I did that three times. In the second and third sets, Randy increased the weight of the incline chest press to 15 lbs and decreased the reps to 12. I found this really heavy and by the last few reps he literally had to push my arms up because I was so tired. And by the time I got to the shoulder press in each set, even the 3-kg weights seemed too heavy. Pathetic, I know! I also hadn’t done a wall squat in ages and it was just awful.

I thought I would be in serious pain when I woke up on Monday but it really wasn’t bad at all. I went back to the gym and walked 3 km (27:00). After that I did a plank for 1 minute (part of my 30-day plank challenge) and then spent 5 minutes on my abs and 5 minutes on my arms. It was a good workout.

I didn’t work out on Tuesday and totally forgot about the plank challenge. Oops.

On Wednesday I had a tough session with Randy. I started with 5 minutes on the cross-trainer and then began the first circuit:

I did that circuit three times. It was hard!

I took a water break and then began the following abs circuit.

  • TRX sit-ups x 15 (holding a 3-kg weight)
  • V-sit x 45 seconds
  • Rest x 30 seconds

I did that circuit three times and then got on the cross-trainer for 3 minutes. I had another water break and then began the third circuit:

  • Seated row x 15
  • Crawl-outs/push-up combination x 10 (I hate these – I even prefer burpees)
  • Side lateral raises (3-kg weights) x 15

I did this circuit three times. After the first set I got really irritated. I hated the crawl-outs and after doing them my arms were tired and the side raises were almost impossible. For the last five reps in each set Randy had to actually help me lift my arms out to the sides and I had to control them on the way down.
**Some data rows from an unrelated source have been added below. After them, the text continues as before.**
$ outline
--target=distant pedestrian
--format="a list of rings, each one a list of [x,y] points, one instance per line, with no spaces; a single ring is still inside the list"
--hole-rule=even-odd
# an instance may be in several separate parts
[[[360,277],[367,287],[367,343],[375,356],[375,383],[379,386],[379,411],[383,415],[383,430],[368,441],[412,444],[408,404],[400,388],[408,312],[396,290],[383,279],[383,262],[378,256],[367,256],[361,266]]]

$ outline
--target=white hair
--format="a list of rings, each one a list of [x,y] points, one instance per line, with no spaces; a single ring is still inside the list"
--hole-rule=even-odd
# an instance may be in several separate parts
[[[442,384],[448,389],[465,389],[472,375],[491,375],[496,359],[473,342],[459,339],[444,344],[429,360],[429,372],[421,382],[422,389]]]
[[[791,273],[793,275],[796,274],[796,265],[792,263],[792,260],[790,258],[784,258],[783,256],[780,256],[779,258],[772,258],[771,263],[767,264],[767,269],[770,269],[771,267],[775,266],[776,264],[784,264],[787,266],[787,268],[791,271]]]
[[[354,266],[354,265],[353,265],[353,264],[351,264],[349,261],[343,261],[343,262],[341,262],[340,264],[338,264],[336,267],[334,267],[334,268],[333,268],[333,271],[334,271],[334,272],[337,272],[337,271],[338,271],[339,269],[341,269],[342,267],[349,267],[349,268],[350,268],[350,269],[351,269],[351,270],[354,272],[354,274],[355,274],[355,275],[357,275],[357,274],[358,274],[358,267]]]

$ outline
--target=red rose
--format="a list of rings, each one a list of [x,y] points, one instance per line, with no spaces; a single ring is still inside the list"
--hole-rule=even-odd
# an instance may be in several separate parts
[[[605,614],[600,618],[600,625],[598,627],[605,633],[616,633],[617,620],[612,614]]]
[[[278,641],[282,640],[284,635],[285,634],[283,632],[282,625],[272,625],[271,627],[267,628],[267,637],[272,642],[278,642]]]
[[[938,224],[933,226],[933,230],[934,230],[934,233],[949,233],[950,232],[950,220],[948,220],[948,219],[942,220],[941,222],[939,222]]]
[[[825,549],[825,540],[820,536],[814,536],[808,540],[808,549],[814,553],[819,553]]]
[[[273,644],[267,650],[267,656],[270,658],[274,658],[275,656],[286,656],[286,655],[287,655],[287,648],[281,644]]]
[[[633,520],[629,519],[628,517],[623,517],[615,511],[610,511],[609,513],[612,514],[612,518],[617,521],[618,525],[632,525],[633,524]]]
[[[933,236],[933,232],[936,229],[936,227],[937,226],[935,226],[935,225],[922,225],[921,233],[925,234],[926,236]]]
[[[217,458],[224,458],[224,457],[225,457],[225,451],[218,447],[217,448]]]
By the end of the third set I was ready to throw those stupid weights across the gym and have a tantrum.

Randy then stretched out my upper and lower body and I was done. Thank God – because had he asked me to do anything else I might have punched him.

I didn’t work out again in the week.

Low point of the week? Eating and drinking a lot over the weekend. I was out on Thursday night and then on Friday I had a friend in town for the weekend – we were out for lunch and dinner on Friday, and lunch and dinner on Saturday! Oh, and I also keep forgetting about the plank challenge. Not good! Also, I’m definitely not as toned as I used to be. I need to start taking this more seriously.

High point of the week? Catching up with good friends (I know it’s not health and fitness related, but it’s good for my overall wellbeing).

Weight loss? Erm. None. I’m still at 71 kg. I think it’s time to stop eating peanut butter on toast for breakfast every day.